Stefan Anderson is principal at Tring Park School for the Performing Arts, an independent school that specialises in dance, drama, musical theatre and music education for ages 8-18.
What challenges do you face leading a specialist arts school?
It's balancing the demands of the performing arts training with the academic side of the school. In a place like this, trying to make sure one has an overview of all the different myriads of education going on at the school, as well as the pastoral side of things. We're not a one specialism school. There are specialist music schools and specialist dance schools that do academic work as well, but we have four disciplines: dance, drama, musical theatre and commercial music and we have the academic side of things. Because we're a boarding school this is also, for many weeks of the year, students' home and we are in effect their parents.
Your teachers come from a range of backgrounds – many having worked in the arts industries – how do you ensure that they're all on the same page?
I trust my directors to lead their departments in an appropriate way. Each area – dance, drama and so on – is headed by a director. Inevitably there are things that one has to get involved in that perhaps one would rather not, but my philosophy is to to let the people leading those departments do their jobs. When I was a teacher I appreciated my managers saying, "ok we trust you to get on with things". Of course you'll need to steer people, but I'm not a dance specialist, for example, so I'm not the person who should dictate what the curriculum should look like in that area.
Do you feel that arts subjects such as music are recognised as academically rigorous?
A lot of people do not consider music to be, but as someone who has taught A-level music for more years than I care to remember, I can say it is an academic subject. There is a practical side to it, but it is academic too. One of the expressions of our former director of academic studies is, "a well-educated performer makes for a better performer". You don't have to be the world's greatest mathematician to be a performer, but having a good, rounded education makes you more versatile. Someone who has had to think, explore, and study things outside of the performing arts is better. It's the thoughtfulness that performers bring to the role that matters.
Are you concerned by the exclusion of arts subjects from the Ebacc measure?
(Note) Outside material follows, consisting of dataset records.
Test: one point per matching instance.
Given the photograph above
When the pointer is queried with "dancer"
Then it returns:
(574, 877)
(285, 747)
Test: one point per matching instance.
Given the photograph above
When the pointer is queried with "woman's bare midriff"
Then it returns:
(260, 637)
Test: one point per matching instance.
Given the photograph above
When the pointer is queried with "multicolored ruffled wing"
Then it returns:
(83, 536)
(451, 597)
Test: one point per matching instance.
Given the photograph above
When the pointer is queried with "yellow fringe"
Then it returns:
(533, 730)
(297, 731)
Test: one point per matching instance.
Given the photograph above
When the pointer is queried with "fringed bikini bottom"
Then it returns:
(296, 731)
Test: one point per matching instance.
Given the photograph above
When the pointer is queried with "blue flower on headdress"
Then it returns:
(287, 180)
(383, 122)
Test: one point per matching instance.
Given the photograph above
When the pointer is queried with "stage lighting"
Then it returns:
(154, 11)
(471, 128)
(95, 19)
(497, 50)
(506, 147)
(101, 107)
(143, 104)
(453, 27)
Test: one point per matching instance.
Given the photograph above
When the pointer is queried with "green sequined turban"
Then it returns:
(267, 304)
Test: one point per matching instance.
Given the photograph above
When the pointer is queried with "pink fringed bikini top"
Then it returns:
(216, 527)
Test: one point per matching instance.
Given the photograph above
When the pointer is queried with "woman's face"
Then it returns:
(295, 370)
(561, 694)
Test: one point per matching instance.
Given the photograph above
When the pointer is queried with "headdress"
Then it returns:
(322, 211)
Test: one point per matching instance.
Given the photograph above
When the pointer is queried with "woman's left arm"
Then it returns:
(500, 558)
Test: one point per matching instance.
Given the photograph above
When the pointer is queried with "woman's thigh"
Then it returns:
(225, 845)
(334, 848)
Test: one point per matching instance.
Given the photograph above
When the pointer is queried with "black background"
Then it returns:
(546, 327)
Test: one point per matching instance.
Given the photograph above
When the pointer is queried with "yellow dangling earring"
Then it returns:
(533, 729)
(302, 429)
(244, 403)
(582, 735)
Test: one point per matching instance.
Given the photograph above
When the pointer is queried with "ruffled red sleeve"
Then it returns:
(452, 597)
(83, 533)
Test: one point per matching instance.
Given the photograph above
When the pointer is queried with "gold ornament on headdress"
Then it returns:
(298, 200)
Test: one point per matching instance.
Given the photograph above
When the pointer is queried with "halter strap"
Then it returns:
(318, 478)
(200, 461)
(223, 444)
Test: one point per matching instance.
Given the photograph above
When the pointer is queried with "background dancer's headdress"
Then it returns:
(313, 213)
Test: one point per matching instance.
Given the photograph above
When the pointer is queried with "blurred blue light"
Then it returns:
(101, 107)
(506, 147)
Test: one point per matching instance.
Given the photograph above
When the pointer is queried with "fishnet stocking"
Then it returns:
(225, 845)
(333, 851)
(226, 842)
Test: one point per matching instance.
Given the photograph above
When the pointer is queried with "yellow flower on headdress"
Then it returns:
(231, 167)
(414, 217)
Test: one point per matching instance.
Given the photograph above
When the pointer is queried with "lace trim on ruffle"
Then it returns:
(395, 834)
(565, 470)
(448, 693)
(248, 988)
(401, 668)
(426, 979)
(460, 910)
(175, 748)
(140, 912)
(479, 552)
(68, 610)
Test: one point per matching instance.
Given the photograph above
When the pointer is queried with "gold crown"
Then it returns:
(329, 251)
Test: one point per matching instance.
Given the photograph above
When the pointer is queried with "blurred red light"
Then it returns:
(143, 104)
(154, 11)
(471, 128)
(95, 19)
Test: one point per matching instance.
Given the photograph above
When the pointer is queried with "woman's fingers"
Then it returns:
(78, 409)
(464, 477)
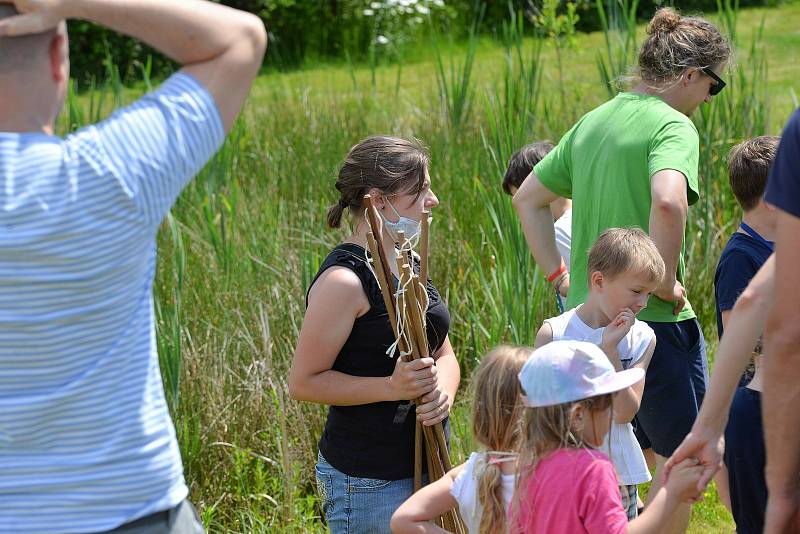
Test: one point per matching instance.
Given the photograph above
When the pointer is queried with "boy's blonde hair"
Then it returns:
(626, 250)
(496, 424)
(748, 168)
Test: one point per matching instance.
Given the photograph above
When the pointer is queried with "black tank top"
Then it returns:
(374, 440)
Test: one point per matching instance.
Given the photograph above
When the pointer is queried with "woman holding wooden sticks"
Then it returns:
(346, 355)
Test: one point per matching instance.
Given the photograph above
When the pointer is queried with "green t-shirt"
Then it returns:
(604, 163)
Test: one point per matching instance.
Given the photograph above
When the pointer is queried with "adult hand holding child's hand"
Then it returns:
(682, 483)
(705, 445)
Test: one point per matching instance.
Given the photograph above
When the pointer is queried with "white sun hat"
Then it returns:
(568, 371)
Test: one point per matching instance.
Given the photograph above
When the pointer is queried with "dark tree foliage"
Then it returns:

I went to a school in Canada where the arts were strong, but mostly an extra-curricular thing. It is possible to turn out people with performing arts careers who do their training in that way, but music, drama and dance can enrich people's lives even if they're not going to pursue them as a career.
If you rely on extra-curricular activities to provide access to the arts, then cost can be a barrier too – particularly in music where you've got to buy a piano to practise on, or pay for one-to-one lessons. Interestingly, at Tring Park, we have students from a whole range of economic backgrounds studying dance. Unlike music, you don't have to buy an instrument and you can have group lessons rather than individual ones.
Although our fees are similar to fees of independent boarding schools, where we differ is that we get a significant amount of funding for scholarships from the government through the department for education and the music and dance scheme at post-16 level. We also subsidise very heavily through school scholarships in musical theatre and drama.
One of your former students, Ella Henderson, made it to the final of the X-Factor. Are talent competitions helping raise the profile of the performing arts?
Programmes like Strictly and X-Factor have certainly made those arts more popular and accessible to a wider audience, which is terrific. But to be truthful, I think there's sometimes a danger that younger people – or for that matter, older people who are nurturing younger people – think that you can become successful overnight and just get your 15 minutes of fame. There are young people who end up being very disappointed when they realise that, actually, to be succesful you have to put in hours and hours of training. There have been lots of musicians, Benjamin Britten, for example, who when asked what is the secret of their success, replied: "90% perspiration, and 10% inspiration." There's a lot of truth in that.
How can we counter the "15 minutes of fame" effect?
You've got to have a proper programme of music or dance where you expose children to those disciplines in a methodical and serious way. It can't just be a surface approach where they study music for 20 mins every two weeks, because you can't really get any taste for a discipline in that sort of time.
For the teachers that I know in the maintained sector who are teaching drama, dance or music there's a lot of variation. I know some teachers who have a great deal to give but feel frustrated by the time constraints – others are doing fantastic work because their head supports the arts.
What advice do you have for teachers who aspire to work in a leadership position at a specialist arts school?
On the way to that position, do as much as you can creatively. And don't be afraid, as I was, to move out of your comfort zone. Perhaps the more logical step for me, as a former director of music would have been to lead a specialist music school. I came to a school that specialises in dance as well, about which I know virtually nothing – I think I'd seen Nutcracker twice as a kid. But I found it incredibly interesting to move into something that's similar but not my own speciality. You can get very locked into your own discipline.